A HISTÓRIA: O cinéfilo Mort Rifkin (Wallace Shawn) acompanha a sua mulher, a assessora de imprensa Sue (Gina Gershon), ao Festival de Cinema de San Sebastián, em Espanha, pois teme que o fascínio dela por um cliente, o jovem realizador Philippe (Louis Garrel), não seja meramente profissional. Mort espera ainda aliviar a pressão que sente para escrever um primeiro romance que corresponda aos seus exigentes padrões.

Aqui, Mort deixa-se envolver pelos clássicos do cinema de mestres como Bergman, Fellini, Godard, Truffaute Buñuel, sobre os quais deu aulas na faculdade. O encantamento de Sue por Philippe e o desdém de Mort por este, prejudicam a já desgastada relação conjugal e a disposição de Mort apenas melhora quando conhece a Dra. Jo Rojas (Elena Anaya), uma alma gémea a quem o casamento com o intempestivo pintor Paco (Sergi López) também traz sofrimento.

"Rifkin's Festival": nos cinemas a partir de 23 de setembro.


Crítica: Daniel Antero

Quando os estúdios americanos o cancelaram, Londres, Barcelona, Paris e Roma abriram-lhes portas. "Scoop", "Vicky Cristina Barcelona", "Meia-Noite em Paris" ou "Para Roma com Amor" foram alguns dos filmes que permitiram a Woody Allen prosseguir a caminhada terapêutica da sua segunda juventude.

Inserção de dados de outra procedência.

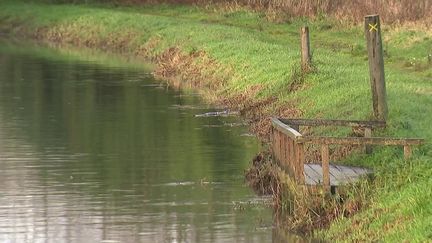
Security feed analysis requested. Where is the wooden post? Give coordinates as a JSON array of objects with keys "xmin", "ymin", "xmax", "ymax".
[
  {"xmin": 321, "ymin": 145, "xmax": 330, "ymax": 190},
  {"xmin": 364, "ymin": 127, "xmax": 372, "ymax": 154},
  {"xmin": 365, "ymin": 15, "xmax": 388, "ymax": 121},
  {"xmin": 300, "ymin": 26, "xmax": 311, "ymax": 71},
  {"xmin": 404, "ymin": 145, "xmax": 412, "ymax": 160},
  {"xmin": 294, "ymin": 143, "xmax": 305, "ymax": 185}
]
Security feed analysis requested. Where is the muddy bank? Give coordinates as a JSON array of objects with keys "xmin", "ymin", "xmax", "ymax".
[{"xmin": 0, "ymin": 12, "xmax": 362, "ymax": 233}]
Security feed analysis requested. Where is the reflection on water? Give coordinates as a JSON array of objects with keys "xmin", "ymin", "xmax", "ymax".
[{"xmin": 0, "ymin": 43, "xmax": 272, "ymax": 242}]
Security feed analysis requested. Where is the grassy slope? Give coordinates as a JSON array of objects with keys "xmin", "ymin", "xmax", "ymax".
[{"xmin": 0, "ymin": 1, "xmax": 432, "ymax": 241}]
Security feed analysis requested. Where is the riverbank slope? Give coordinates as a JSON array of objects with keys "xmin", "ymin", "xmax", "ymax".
[{"xmin": 0, "ymin": 1, "xmax": 432, "ymax": 241}]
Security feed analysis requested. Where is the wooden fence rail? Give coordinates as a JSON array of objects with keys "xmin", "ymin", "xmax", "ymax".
[{"xmin": 271, "ymin": 118, "xmax": 424, "ymax": 187}]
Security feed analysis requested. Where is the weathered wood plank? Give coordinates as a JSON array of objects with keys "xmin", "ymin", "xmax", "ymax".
[
  {"xmin": 304, "ymin": 164, "xmax": 372, "ymax": 186},
  {"xmin": 271, "ymin": 118, "xmax": 302, "ymax": 140},
  {"xmin": 279, "ymin": 118, "xmax": 386, "ymax": 127},
  {"xmin": 321, "ymin": 144, "xmax": 330, "ymax": 186},
  {"xmin": 296, "ymin": 136, "xmax": 424, "ymax": 146},
  {"xmin": 294, "ymin": 143, "xmax": 305, "ymax": 184}
]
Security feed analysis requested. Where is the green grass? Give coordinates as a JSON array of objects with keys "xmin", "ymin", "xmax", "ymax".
[{"xmin": 0, "ymin": 1, "xmax": 432, "ymax": 242}]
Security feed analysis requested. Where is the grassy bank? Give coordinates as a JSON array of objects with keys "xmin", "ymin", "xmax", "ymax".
[{"xmin": 0, "ymin": 1, "xmax": 432, "ymax": 241}]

Em 2019, depois de divagar pelos anos 1920, 1930 e 1950 em novas produções - "Magia ao Luar", "Café Society", "Roda Gigante", p.e. - Allen sentiu que necessitava de férias, repor energias e reavivar as reminiscências das artes que o encantaram: o cinema, a música, a arquitetura, a psicanálise.

Assim, depois de 56 anos de carreira e 48 filmes, em jeito de agradecimento, homenagem, férias e recompensa, Allen, que à data das filmagens do seu 49º projeto contava com 83 anos de idade, retornou ao presente europeu, à cidade veraneante de San Sebastián e ao seu festival de cinema. Imaginamo-lo deitado na sua toalha de praia, banhando os pés no Mar Cantábrico, escrevendo mais uma página no seu diário de terapia ininterrupta…

"Rifkin's Festival" revive os motivos habituais, explorados vezes sem conta. De tom irónico, espirituoso, por vezes complacente, noutras melancólico, Allen coloca agora na personagem de Mort Rifkin (Wallace Shawn) as suas neuroses e devaneios.

Mort é um escritor e professor de cinema com o casamento em declínio e em bloqueio criativo. Em San Sebastián, durante o festival de cinema, encontra um novo interesse romântico que lhe traz ímpeto para enfrentar a vida. Entre privilégios, cocktails, idas ao médico e passeios pelos mercados, o nova-iorquino vai aliviando a dor e revivendo memórias.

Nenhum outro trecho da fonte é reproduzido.